Shut Up And Guess

Related to: Extreme Rationality: It’s Not That Great

A while back, I said provocatively that the rarefied sorts of rationality we study at Less Wrong hadn’t helped me in my everyday life and probably hadn’t helped you either. I got a lot of controversy but not a whole lot of good clear examples of getting some use out of rationality.

Today I can share one such example.

Consider a set of final examinations based around tests with the following characteristics:

* Each test has one hundred fifty true-or-false questions.
* The test is taken on a scan-tron which allows answers of “true”, “false”, and “don’t know”.
* Students get one point for each correct answer, zero points for each “don’t know”, and minus one half point for each incorrect answer.
* A score of >50% is “pass”, >60% is “honors”, >70% is “high honors”.
* The questions are correspondingly difficult, so that even a very intelligent student is not expected to get much above 70. All students are expected to encounter at least a few dozen questions which they can answer only with very low confidence, or which they can’t answer at all.

At what confidence level do you guess? At what confidence level do you answer “don’t know”?

I took several of these tests last month, and the first thing I did was some quick mental calculations. If I have zero knowledge of a question, my expected gain from answering is 50% probability of earning one point and 50% probability of losing one half point. Therefore, my expected gain from answering a question is .5(1)-.5(.5)= +.25 points. Compare this to an expected gain of zero from not answering the question at all. Therefore, I ought to guess on every question, even if I have zero knowledge. If I have some inkling, well, that’s even better.

You look disappointed. This isn’t a very exciting application of arcane Less Wrong knowledge. Anyone with basic math skills should be able to calculate that out, right?

I attend a pretty good university, and I’m in a postgraduate class where most of us have at least a bachelor’s degree in a hard science, and a few have master’s degrees. And yet, talking to my classmates in the cafeteria after the first test was finished, I started to realize I was the only person in the class who hadn’t answered “don’t know” to any questions.

I have several friends in the class who had helped me with difficult problems earlier in the year, so I figured the least I could do for them was to point out that they could get several free points on the exam by guessing instead of putting “don’t know”. I got a chance to talk to a few people between tests, and I explained the argument to them using exactly the calculation I gave above. My memory’s not perfect, but I think I tried it with about five friends.
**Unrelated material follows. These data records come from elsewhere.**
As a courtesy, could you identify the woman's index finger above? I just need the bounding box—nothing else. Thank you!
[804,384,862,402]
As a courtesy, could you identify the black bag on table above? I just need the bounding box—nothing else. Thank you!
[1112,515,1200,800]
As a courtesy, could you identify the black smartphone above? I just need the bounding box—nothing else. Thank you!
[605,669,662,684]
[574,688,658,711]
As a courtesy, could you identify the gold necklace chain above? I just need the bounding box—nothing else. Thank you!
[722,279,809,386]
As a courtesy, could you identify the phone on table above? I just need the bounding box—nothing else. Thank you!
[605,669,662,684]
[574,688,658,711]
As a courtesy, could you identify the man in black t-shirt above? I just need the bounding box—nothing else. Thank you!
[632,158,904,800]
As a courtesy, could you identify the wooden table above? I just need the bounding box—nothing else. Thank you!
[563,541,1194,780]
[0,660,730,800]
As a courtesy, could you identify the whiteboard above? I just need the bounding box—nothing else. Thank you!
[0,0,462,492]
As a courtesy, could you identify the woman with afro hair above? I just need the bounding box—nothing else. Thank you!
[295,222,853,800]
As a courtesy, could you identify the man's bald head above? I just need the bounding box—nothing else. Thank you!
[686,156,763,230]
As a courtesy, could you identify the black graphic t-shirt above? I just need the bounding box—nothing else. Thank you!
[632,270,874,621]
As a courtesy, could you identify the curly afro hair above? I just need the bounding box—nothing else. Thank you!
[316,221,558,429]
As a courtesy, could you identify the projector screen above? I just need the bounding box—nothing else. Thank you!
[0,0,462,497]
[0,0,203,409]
Not one of them was convinced. I see that while I’ve been off studying and such, you’ve been talking about macros of absolute denial and such, and while I’m not sure I like the term, this almost felt like coming up against a macro of absolute denial.

I had people tell me there must be some flaw in my math. I had people tell me that math doesn’t always map to the real world. I had people tell me that no, I didn’t understand, they really didn’t have any idea of the answer to that one question. I had people tell me they were so baffled by the test that they expected to consistently get significantly more than fifty percent of the (true or false!) questions they guessed on wrong. I had people tell me that although yes, in on the average they would do better, there was always the possibility that by chance alone they would get all thirty of the questions they guessed on wrong and end up at a huge disadvantage1.

I didn’t change a single person’s mind. The next test, my friends answered just as many “don’t know”s as the last one.

This floored me, because it’s not one of those problems about politics or religion where people have little incentive to act rationally. These tests were the main component of the yearly grade in a very high-pressure course. My friend who put down thirty “don’t know”s could easily have increased his grade in the class 5% by listening to me, maybe even moved up a whole letter grade. Nope. Didn’t happen. So here’s my theory.

The basic mistake seems to be loss aversion2, the tendency to regret losses more than one values gains. This could be compounded by students’ tendency to discuss answers after the test: I remember each time I heard that one of my guesses had been wrong and I’d lost points, it was a deep psychic blow. No doubt my classmates tended to remember the guesses they’d gotten wrong more than the ones they’d gotten right, leading to the otherwise inexplicable statement that they expect to get more than half of their guesses wrong. But this mistake should disappear once the correct math is explained. Why doesn’t it?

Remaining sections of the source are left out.